Integration with emerging technologies

Emerging technologies are significantly enhancing the utility and scope of BN in cancer research. The integration of multi-omics data, including genomic, proteomic, and metabolomic information, offers a more comprehensive understanding of cancer biology[64], particularly for complex cancers like pancreatic and liver cancer. Moreover, artificial intelligence (AI) has emerged as techniques, such as deep learning, complement BN by identifying latent patterns and improving feature selection. For example, AI-powered preprocessing can refine inputs for Bayesian models in esophageal and gastric cancer studies. Furthermore, BN can be combined with data from wearable devices (e.g., continuous glucose monitors, activity trackers) and EHRs using real-time data fusion approaches to enable continuous risk monitoring and early alert systems in outpatient settings.

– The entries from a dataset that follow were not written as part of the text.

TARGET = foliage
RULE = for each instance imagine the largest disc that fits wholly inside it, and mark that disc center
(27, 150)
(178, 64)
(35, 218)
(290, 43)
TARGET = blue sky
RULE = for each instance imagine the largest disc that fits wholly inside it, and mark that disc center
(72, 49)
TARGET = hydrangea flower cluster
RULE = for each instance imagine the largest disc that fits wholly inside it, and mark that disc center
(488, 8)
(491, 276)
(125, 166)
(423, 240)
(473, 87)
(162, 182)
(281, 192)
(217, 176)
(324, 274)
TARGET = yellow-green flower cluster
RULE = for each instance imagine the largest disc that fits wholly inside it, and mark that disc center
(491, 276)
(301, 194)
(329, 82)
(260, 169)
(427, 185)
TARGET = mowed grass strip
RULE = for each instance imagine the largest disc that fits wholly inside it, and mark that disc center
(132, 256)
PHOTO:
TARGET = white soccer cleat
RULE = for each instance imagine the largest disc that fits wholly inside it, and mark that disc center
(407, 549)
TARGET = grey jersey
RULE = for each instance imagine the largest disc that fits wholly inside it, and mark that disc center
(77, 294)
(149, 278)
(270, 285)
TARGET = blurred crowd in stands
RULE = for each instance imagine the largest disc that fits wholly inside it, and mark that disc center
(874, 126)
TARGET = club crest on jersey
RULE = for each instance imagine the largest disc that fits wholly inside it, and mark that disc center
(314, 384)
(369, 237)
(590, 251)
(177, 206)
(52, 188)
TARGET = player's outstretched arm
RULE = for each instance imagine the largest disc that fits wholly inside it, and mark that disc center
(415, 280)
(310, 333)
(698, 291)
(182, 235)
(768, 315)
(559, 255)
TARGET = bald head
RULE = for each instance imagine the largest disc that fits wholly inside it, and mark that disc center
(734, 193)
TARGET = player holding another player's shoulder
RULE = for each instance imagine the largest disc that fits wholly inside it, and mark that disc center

Personalized medicine and precision oncology

BN are well-suited to advancing personalized medicine and precision oncology. By incorporating individual patient data, these networks can identify the most effective treatment pathways, such as recommending targeted therapies for colorectal or gastric cancer patients based on their genetic profiles. Furthermore, dynamic Bayesian models can monitor treatment responses over time, enabling timely adjustments to therapeutic strategies. This capability is particularly valuable for cancers with aggressive progression, such as pancreatic cancer, where rapid adaptation of treatment plans can significantly impact patient outcomes. By advancing algorithmic capabilities, integrating with emerging technologies, and fostering collaborative ecosystems, BN can transform the diagnosis, treatment, and management of gastrointestinal cancers. These future directions provide a roadmap for overcoming current limitations and realizing the full potential of this promising technology.

CONCLUSION

BNs are powerful tools in gastrointestinal cancer research, excelling in integrating diverse data, identifying causal relationships, and managing uncertainty. They have shown significant potential in risk prediction, early diagnosis, treatment optimization, and outcome forecasting. However, challenges remain, such as data scarcity, particularly in early detection, computational complexity as network size increases, and barriers to clinical implementation. To address these challenges, future efforts should focus on advancing algorithms to handle dynamic and temporal data, integrating BNs with multi-omics and AI approaches, and promoting collaborative data sharing to improve data availability. Developing user-friendly tools and aligning BN models with clinical workflows will further support their real-world adoption. As precision oncology continues to evolve, BNs hold great promise in enabling personalized treatment strategies and dynamic monitoring of therapeutic responses, ultimately transforming gastrointestinal cancer care and advancing personalized medicine to improve patient outcomes.